Hi MSP,
"First-off, if that is the case then why has someone posted above saying that Meraki support have advised them that it is possible to restrict fail-over behaviour for VoIP traffic specifically? Is this fictional, incorrect, or could there be some confusion between Meraki engineers as to what granular control can be provided upon request?"
This could be possible to do, however, it means that if the primary WAN fails, your phone will not failover (and cannot be manually failed over per my suggestions) until the primary WAN is restored.
"Secondly, in our case, this situation has been triggered by two primary WAN outages in the past two months of just three minutes and seven minutes respectively.
We've therefore had a Meraki support engineer extend our fail-over period at this site to ten minutes, which would only cause the site to fail over during an extended outage beyond that time-frame. Obviously we don't desperately want site internet to go down but we would certainly rather see a brief sub-ten-minute outage than an unrecoverable telephony problem that requires manual intervention."
It's completely understandable. 300 seconds is a default failover interval in case of "soft" WAN failure per this KB.
"Silent audio for hosted telephony systems following a WAN fail-over event is not 'expected behaviour' and you have numerous examples of users encountering and complaining about this. If the granular fail-over control to which I refer is not possible, what about some kind of software implementation for your 'fix' options 2 and 3?"
It's expected behavior. As I explained, it's very likely an existing flow that was generated while being on the backup circuit. If the primary WAN circuit fails, all VoIP calls will go over the backup connection as expected, when the primary connection comes back up the MX will not cut off any existing flows over the backup circuit. SIP phones are designed to send keepalives to maintain a session with the PBX (this is to issues with NATs). Since that session remains open on the backup circuit, MX will not drop it to force the VoIP traffic over the primary circuit. Any stateful firewall should do exactly the same thing.

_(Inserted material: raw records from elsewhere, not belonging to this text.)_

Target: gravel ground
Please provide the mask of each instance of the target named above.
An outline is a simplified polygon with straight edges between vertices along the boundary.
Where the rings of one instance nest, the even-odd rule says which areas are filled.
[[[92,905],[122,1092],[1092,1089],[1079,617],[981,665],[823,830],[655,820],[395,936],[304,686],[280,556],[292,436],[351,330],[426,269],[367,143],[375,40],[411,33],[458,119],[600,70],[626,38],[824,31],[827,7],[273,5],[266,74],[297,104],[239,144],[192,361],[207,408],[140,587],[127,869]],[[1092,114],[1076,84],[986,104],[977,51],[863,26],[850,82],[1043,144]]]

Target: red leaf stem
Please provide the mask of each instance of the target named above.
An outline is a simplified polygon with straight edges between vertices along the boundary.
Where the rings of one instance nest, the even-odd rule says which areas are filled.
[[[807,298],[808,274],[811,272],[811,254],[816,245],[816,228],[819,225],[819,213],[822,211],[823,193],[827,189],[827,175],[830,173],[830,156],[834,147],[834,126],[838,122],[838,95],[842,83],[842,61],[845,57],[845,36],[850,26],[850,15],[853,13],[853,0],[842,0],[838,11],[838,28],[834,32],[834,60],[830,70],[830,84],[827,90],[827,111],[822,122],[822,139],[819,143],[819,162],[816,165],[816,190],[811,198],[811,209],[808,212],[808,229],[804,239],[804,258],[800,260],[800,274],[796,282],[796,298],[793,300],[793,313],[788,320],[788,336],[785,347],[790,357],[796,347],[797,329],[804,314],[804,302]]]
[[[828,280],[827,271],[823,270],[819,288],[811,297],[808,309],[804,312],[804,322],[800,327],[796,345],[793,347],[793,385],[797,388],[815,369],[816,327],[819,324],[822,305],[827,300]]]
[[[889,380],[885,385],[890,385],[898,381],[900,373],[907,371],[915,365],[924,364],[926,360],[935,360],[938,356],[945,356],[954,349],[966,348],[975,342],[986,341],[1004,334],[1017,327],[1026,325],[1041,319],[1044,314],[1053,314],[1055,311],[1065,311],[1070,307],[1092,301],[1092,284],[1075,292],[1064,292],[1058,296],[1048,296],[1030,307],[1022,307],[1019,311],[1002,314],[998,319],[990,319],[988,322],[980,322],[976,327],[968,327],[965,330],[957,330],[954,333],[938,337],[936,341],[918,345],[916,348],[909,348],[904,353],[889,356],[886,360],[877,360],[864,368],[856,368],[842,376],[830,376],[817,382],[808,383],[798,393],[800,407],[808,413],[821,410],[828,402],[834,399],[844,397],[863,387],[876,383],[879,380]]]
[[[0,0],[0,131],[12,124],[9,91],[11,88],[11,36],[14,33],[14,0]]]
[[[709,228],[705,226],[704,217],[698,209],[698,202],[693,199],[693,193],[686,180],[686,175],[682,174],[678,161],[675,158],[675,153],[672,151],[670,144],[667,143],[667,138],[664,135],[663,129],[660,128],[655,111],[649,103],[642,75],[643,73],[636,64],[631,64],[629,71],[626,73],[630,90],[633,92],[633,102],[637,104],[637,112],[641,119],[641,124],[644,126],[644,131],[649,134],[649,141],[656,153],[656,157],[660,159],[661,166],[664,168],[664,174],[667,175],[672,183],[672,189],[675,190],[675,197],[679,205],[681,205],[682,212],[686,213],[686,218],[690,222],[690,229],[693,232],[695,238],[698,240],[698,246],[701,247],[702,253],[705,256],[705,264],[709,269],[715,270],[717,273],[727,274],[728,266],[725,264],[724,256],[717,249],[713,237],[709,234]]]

"Meraki is a software-defined networking stack. I can't see why there would not be a way to implement a software function to force cessation of WAN2 traffic when WAN1 is restored, or prevent fail-over for certain traffic where it causes technical issues. Even if the best you can do is simply invoke a software function to simulate your point 3 to remove the WAN cable manually (really... in 2019 we're pulling cables?)."
I suppose I could probably simulate this behaviour by changing the WAN parameters to something non-existent and back, but then if the other WAN connection goes down again at that exact second I'd be left with an non-contactable site (which I could place some safe money will happen under Sods Law).
And yes, I consider a full reboot (which didn't actually work in our problem environment when I tried it yesterday) to be a sledgehammer to squash a fly. Especially if the Meraki is handling inter-VLAN routing at L3 to access internal resources which would be disrupted rather than 'just' internet (and the phones of course)."
Rather than saying 'OK you're unhappy and it doesnt work properly with your telephone system and it causes outages that require manual intervention but it's working as intended' can you please raise a case to leverage the considerable advantages of a Cisco SD-WAN networking solution and look at 'prevention rather than cure' fix, particularly with the growing proliferation of hosted telephony."
I understand that this might be inconvenient, however, this behavior is happening due to the persistent traffic from the VoIP phones and the fact that SIP provider expects VoIP traffic sourced from the Primary WAN once it's restored. MX is doing exactly what it should be doing. However, feel free to submit a feature request via "Make A Wish" button in Dashboard."
Thanks,